Newman comments on moments in her fictional novel, as well as her real-life experiences with caring for, and then losing, a terminally ill friend. “I thought of it as shoveling out this massive hole, like we were working all day doing this thing, and then the person dies and there’s a hole there. Then there is the grief,” she says. “The death, for the survivors, is really just the beginning of something, and that also really surprised me.”

Psychology Professor Catherine A. Sanderson on How to Get Rid of Hazing

Submitted on Monday, 7/31/2023, at 6:56 PM

The Conversation – “Understanding the psychological processes that lead them to misperceive what those around them are actually thinking is the first step in helping students speak up in the face of bad behavior,” Sanderson writes. “The next—and crucial—step is to shift norms about what group loyalty means.”

Sanderson is the Poler Family Professor of Psychology and chair of psychology at Amherst. Her most recent book is 2020’s Why We Act: Turning Bystanders into Moral Rebels.

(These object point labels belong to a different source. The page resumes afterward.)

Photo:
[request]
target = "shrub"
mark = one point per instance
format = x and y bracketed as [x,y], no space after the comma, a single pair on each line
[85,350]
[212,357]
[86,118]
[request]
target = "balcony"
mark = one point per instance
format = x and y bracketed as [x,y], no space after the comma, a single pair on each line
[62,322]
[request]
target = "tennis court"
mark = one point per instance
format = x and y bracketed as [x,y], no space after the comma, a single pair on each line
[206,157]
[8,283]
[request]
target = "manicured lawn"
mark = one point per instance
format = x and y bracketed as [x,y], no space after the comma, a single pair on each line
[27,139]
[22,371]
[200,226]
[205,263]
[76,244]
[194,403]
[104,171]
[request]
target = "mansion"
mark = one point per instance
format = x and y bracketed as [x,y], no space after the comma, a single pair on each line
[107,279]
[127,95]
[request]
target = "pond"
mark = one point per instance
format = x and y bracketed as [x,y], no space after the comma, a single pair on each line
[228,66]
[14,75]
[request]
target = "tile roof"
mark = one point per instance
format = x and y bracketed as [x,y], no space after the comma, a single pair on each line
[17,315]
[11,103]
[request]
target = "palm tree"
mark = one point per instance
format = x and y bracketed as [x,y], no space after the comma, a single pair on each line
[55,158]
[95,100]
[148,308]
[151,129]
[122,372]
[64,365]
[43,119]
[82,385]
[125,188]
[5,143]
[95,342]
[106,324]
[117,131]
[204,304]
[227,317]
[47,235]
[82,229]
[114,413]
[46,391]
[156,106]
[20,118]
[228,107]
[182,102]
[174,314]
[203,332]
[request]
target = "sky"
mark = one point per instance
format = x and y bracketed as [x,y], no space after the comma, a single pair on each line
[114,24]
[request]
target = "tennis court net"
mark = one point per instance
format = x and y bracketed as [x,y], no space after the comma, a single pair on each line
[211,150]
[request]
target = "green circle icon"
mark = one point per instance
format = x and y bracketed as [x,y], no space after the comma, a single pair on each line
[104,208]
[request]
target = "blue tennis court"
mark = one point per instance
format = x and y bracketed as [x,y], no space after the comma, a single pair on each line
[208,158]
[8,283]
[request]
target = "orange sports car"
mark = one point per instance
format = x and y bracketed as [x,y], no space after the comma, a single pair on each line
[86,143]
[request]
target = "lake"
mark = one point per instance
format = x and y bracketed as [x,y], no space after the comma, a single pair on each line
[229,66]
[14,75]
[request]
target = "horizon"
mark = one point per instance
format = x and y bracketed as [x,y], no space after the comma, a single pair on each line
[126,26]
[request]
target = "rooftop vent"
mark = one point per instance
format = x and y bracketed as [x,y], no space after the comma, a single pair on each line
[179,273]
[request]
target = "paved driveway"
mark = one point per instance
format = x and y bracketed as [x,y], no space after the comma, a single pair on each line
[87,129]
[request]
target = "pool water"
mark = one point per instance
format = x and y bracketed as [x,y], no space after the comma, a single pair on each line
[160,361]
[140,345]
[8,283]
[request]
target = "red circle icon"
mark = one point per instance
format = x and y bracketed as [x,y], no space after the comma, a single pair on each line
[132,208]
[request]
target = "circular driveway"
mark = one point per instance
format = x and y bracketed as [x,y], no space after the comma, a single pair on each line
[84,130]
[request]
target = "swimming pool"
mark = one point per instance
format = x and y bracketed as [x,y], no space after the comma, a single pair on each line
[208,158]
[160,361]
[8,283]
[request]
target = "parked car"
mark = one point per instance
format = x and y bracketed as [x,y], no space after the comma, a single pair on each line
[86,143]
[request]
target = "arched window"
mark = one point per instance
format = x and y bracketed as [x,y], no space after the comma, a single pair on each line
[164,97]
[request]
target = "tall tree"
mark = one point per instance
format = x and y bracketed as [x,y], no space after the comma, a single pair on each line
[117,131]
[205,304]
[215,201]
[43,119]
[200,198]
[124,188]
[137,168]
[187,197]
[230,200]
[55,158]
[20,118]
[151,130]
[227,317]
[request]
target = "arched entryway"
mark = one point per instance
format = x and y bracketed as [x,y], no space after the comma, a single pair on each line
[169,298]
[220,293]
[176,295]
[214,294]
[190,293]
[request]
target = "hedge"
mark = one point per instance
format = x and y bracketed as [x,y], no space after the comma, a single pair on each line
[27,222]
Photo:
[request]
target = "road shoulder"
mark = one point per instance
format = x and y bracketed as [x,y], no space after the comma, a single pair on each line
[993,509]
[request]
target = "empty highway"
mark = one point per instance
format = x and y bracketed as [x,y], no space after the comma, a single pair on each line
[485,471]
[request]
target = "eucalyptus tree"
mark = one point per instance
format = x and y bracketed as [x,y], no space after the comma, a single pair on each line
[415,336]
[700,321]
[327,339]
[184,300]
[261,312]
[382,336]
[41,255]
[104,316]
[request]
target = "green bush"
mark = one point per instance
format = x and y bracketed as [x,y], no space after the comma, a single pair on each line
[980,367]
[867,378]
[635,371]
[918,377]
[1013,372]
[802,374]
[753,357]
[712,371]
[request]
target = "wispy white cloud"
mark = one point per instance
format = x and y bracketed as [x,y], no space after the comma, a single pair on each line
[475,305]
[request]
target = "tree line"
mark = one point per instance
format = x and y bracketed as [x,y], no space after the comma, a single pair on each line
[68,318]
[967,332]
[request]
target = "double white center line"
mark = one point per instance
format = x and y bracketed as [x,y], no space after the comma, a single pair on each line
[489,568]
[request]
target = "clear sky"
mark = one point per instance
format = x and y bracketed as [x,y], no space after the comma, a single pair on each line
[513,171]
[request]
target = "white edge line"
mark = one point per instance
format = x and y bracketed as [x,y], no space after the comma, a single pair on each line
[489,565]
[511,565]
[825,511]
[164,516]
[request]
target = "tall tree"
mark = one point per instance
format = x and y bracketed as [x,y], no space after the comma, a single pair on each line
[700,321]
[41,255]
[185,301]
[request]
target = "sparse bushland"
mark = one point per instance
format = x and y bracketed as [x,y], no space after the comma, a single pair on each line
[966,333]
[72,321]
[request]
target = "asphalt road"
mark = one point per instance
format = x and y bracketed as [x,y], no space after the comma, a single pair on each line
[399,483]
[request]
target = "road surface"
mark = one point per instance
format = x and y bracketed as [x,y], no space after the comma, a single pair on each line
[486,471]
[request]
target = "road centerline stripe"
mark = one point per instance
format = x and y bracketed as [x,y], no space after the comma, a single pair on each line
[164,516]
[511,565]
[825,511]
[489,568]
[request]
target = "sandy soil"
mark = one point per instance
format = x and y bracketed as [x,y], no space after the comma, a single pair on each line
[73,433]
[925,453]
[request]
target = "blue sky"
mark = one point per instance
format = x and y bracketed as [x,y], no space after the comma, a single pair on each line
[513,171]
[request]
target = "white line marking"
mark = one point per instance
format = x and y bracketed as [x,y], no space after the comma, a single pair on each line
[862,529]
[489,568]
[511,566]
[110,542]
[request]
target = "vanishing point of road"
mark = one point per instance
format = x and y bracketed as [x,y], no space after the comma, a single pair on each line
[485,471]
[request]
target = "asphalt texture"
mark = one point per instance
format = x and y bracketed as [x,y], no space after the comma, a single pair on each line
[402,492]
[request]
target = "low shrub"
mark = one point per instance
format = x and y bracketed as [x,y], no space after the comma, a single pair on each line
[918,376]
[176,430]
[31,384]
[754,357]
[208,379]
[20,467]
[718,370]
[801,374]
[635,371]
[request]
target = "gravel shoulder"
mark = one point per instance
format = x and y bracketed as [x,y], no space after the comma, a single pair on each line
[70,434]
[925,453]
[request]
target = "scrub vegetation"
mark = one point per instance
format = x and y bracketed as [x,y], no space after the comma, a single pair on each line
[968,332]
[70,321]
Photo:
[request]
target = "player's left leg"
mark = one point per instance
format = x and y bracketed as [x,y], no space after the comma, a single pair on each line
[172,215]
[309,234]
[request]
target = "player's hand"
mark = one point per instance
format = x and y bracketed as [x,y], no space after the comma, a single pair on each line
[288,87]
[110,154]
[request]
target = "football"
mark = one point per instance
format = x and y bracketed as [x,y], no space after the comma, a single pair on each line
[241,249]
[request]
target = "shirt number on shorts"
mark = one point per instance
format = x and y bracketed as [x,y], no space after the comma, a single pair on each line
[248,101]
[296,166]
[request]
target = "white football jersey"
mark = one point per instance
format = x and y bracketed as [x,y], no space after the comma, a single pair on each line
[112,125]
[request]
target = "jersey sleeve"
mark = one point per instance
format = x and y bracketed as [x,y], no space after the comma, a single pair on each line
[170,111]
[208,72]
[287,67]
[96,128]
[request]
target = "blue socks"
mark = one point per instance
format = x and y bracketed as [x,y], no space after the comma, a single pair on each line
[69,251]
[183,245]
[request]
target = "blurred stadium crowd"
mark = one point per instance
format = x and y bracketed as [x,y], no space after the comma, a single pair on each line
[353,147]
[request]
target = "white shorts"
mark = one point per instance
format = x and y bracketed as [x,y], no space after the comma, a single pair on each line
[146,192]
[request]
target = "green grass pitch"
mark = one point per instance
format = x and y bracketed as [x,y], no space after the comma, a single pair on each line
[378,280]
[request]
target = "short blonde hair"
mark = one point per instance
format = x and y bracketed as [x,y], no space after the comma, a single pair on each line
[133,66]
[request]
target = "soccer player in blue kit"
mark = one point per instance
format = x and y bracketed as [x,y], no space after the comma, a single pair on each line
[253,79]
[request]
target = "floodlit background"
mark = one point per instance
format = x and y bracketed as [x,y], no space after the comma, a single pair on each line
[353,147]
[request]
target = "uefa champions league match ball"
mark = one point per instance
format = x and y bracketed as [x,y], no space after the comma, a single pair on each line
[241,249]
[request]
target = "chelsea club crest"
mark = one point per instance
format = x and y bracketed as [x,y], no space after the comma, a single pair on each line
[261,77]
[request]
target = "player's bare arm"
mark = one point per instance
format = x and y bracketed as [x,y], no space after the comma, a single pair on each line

In this essay, she describes a tragedy at her son’s college: a student who had been drinking sustained a head injury and later died because his friends delayed seeking help. She relates this story to other “problematic behavior in group settings” such as fraternity hazing. 

One reason people fail to intervene in bad behavior, the professor explains, is pluralistic ignorance, wherein a “majority of people privately believe one thing” (i.e., that the behavior is wrong or risky) “but incorrectly assume that most others feel differently” (i.e., that the behavior is nothing to worry about). Another reason is that loyalty drives them to keep quiet, lest reporting the behavior get their friends in trouble. Sanderson suggests a better understanding of loyalty: “Being a good friend, fraternity brother, or teammate means speaking up, not staying silent.”

A New Symphony Celebrates JFK’s 1963 Speech at Amherst

Submitted on Friday, 7/14/2023, at 11:41 AM

Colorado Public Radio – “When the American poet Robert Frost died in 1963, President John F. Kennedy stood up and addressed a memorial service gathered at Amherst College,” writes reporter Eden Lane. Now Neil Bicknell ’64 “is working with renowned American composer Adolphus Hailstork to create a new work that includes lines from JFK’s Amherst speech interspersed with lines from poems by Robert Frost.”

The symphony, which will have its world premiere at the Colorado Music Festival (CMF) on July 16, shares its title, JFK: The Last Speech, with a book, documentary and website produced by the Amherst class of 1964. Kennedy’s Amherst address is known as his “last speech” because he delivered it just weeks before his November 1963 assassination. Lane’s article includes quotes from the speech itself, as well as from Bicknell, Hailstork and CMF Music Director Peter Oundjian.

The symphony will also be performed by the Dallas Symphony Orchestra, Indianapolis Symphony Orchestra and National Symphony Orchestra in October, and at Amherst College on Nov. 11.